Nei primi mesi di governo, Faye e il suo partito si sono mostrati molto più moderati di quanto era lecito attendersi e di certo non hanno portato la rivoluzione che avevano promesso. Soprattutto per quanto riguarda i rapporti con la Francia.

Sono passati ormai quattro mesi da quando, a fine marzo, in Senegal si sono tenute le elezioni e Bassirou Diomaye Faye è stato eletto nuovo presidente. Ma da allora lo stato dell’Africa occidentale sembra essere finito in un cono d’ombra. L’attenzione verso Dakar è scemata velocemente all’indomani del voto, dopo che ad inizio anno il Paese era finito invece sotto i riflettori. E i media internazionali hanno trovato uno spazio limitato, quando non nullo, per descrivere le sue dinamiche politiche e le prime azioni del nuovo governo.

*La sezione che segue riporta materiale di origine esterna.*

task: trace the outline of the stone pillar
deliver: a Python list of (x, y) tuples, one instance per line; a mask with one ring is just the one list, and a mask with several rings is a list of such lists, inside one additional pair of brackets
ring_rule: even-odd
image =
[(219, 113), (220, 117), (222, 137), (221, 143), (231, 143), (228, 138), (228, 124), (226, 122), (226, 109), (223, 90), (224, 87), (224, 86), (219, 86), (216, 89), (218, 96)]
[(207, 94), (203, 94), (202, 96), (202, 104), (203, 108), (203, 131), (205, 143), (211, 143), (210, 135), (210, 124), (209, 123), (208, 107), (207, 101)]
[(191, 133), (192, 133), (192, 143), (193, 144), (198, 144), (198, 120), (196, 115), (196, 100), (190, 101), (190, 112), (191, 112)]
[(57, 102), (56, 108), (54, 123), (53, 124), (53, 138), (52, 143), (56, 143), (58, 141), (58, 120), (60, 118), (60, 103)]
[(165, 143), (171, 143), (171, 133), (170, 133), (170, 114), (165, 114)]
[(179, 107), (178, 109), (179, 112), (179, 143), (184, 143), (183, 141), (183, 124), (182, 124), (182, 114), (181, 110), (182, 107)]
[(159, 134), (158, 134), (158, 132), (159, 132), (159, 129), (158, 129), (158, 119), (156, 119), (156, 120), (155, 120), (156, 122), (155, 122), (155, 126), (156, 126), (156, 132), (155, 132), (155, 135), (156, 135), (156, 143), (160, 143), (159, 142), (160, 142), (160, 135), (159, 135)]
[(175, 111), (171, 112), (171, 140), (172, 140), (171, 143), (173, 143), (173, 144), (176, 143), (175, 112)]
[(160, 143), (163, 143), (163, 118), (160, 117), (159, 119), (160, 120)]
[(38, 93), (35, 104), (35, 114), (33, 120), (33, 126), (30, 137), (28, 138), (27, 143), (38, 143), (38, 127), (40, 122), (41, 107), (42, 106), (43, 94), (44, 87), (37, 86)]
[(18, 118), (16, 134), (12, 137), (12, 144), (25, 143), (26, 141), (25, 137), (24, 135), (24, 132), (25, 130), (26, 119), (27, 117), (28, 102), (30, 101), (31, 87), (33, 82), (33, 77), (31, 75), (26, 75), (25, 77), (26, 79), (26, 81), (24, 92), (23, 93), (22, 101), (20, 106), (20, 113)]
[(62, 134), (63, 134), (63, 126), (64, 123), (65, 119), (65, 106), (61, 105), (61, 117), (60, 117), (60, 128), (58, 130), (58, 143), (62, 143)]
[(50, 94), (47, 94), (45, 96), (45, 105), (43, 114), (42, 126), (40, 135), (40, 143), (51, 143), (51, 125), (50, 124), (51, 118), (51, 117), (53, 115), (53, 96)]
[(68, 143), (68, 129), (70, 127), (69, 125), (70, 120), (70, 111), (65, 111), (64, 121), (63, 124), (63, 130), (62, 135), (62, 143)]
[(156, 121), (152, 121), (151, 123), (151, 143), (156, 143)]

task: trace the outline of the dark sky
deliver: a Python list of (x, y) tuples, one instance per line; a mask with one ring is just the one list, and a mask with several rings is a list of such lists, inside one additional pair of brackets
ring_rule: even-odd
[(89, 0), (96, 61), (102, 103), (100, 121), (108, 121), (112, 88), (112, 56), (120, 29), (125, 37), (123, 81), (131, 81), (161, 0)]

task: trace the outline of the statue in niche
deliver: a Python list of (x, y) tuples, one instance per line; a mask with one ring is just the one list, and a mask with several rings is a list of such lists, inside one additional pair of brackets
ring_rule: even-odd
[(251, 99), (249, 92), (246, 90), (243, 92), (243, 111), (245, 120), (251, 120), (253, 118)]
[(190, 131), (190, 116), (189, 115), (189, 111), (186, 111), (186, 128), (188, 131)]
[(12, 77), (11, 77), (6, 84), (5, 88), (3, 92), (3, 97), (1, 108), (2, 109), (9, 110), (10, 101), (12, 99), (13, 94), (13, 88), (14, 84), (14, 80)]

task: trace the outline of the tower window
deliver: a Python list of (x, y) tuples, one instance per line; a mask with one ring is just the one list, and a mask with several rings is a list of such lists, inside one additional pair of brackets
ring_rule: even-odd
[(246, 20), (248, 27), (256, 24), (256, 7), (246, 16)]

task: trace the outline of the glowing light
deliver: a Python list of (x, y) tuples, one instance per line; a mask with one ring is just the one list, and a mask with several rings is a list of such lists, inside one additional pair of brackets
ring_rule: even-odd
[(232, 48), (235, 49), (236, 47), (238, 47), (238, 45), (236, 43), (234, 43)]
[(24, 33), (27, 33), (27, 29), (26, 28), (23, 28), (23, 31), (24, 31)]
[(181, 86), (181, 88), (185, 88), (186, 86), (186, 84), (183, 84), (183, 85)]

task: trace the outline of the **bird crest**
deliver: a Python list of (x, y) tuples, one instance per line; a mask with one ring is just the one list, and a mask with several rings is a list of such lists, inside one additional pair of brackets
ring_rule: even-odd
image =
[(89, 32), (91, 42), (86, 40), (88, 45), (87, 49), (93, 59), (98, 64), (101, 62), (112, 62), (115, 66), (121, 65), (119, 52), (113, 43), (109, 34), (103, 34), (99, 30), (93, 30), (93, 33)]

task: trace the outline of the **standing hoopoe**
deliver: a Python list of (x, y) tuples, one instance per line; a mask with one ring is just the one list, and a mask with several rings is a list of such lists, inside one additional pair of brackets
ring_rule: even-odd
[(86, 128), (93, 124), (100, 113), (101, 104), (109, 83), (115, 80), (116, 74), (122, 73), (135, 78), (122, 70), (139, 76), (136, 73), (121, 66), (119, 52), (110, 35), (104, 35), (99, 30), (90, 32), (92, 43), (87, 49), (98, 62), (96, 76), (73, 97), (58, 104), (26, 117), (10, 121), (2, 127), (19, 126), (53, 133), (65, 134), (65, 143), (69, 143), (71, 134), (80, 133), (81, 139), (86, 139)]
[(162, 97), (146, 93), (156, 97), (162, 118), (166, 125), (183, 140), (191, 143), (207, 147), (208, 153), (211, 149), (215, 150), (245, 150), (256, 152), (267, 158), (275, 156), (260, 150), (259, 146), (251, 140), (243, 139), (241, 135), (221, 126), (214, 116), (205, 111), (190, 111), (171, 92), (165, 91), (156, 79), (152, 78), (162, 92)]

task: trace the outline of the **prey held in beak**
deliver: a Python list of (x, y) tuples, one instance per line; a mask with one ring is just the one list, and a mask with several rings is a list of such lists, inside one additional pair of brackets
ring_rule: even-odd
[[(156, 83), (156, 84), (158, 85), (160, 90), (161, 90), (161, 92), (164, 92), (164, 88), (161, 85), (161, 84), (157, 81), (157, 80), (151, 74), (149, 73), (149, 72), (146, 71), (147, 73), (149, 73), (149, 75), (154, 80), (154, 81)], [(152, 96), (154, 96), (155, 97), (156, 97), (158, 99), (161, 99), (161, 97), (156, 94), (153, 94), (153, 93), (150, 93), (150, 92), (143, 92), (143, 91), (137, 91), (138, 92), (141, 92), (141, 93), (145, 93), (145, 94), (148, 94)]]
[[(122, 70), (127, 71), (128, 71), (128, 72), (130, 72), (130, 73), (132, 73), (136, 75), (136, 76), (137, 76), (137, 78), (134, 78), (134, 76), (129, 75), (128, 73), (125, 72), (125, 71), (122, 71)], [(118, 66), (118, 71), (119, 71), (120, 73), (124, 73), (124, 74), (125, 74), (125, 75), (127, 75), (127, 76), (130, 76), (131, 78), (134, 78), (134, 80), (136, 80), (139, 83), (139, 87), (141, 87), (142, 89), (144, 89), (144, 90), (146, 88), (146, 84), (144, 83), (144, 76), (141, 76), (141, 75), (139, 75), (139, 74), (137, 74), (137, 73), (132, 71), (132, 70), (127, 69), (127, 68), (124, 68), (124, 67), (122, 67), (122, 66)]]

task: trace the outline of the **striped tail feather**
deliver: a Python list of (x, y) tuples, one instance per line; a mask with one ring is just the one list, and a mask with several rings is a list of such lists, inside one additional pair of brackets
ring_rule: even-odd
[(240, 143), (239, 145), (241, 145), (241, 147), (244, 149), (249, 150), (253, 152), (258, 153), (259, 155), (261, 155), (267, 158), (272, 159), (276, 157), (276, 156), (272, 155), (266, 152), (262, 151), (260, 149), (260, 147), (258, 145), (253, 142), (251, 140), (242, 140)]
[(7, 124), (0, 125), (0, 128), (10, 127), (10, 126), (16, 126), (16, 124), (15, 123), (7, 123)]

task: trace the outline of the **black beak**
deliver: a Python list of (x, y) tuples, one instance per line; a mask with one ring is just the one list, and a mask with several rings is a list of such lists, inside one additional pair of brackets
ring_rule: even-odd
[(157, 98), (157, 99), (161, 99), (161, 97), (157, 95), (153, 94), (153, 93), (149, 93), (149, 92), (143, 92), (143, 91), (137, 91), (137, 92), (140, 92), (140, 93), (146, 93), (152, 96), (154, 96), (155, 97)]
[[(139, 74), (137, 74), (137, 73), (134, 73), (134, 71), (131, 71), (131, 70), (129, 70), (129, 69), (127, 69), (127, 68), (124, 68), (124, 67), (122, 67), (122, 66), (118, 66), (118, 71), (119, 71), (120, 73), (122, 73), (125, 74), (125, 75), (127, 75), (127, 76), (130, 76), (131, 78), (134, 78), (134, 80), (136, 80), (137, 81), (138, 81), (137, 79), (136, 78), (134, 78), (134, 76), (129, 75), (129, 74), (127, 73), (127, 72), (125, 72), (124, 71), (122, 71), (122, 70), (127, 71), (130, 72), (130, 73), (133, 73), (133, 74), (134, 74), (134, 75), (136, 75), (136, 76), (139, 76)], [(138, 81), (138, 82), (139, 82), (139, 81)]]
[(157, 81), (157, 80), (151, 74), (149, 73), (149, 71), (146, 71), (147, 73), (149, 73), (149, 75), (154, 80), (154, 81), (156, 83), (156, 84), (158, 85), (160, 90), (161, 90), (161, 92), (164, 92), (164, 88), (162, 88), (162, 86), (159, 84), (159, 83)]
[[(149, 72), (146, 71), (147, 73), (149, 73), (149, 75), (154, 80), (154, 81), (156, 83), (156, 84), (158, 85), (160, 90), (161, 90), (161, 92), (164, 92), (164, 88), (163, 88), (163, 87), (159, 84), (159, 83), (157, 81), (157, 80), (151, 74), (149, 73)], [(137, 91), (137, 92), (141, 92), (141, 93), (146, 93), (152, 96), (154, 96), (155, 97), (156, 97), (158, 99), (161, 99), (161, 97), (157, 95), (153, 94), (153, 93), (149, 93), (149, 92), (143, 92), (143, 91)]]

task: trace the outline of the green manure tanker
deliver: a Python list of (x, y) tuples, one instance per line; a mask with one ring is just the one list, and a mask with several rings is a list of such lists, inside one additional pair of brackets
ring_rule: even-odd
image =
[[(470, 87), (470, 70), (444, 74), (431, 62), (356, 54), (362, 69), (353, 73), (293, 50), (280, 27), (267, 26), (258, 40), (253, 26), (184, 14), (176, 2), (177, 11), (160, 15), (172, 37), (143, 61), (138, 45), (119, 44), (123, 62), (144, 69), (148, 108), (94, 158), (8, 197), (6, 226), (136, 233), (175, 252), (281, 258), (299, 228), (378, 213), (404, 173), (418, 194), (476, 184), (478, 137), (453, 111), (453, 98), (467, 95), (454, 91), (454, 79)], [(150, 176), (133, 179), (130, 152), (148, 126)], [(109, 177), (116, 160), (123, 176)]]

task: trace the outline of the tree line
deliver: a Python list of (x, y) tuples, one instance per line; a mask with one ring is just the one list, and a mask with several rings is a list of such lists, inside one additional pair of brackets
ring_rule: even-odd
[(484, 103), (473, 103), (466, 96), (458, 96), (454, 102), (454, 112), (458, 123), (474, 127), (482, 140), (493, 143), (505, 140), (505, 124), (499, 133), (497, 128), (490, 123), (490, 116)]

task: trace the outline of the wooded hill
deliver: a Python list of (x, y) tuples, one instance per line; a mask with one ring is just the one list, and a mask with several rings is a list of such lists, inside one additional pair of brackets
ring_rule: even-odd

Non si tratta di un caso, ma di una diretta conseguenza di quanto accaduto in occasione delle elezioni e nei mesi immediatamente successivi. Da un anno a questa parte, gli osservatori internazionali erano preoccupati che l’ex presidente Macky Sall potesse continuare ad erodere le libertà politiche in Senegal, candidandosi per un terzo mandato o ponendo ai vertici del Paese un suo alleato. Alla fine, tuttavia, le proteste popolari hanno costretto Sall a rinunciare ad una candidatura – che era anche espressamente vietata dalla Costituzione. E l’insoddisfazione verso l’ex leader e le sue manovre politiche ha portato ad un chiaro successo delle forze guidate da Faye e da Ousmane Sonko, fino a quel momento leader dell’opposizione.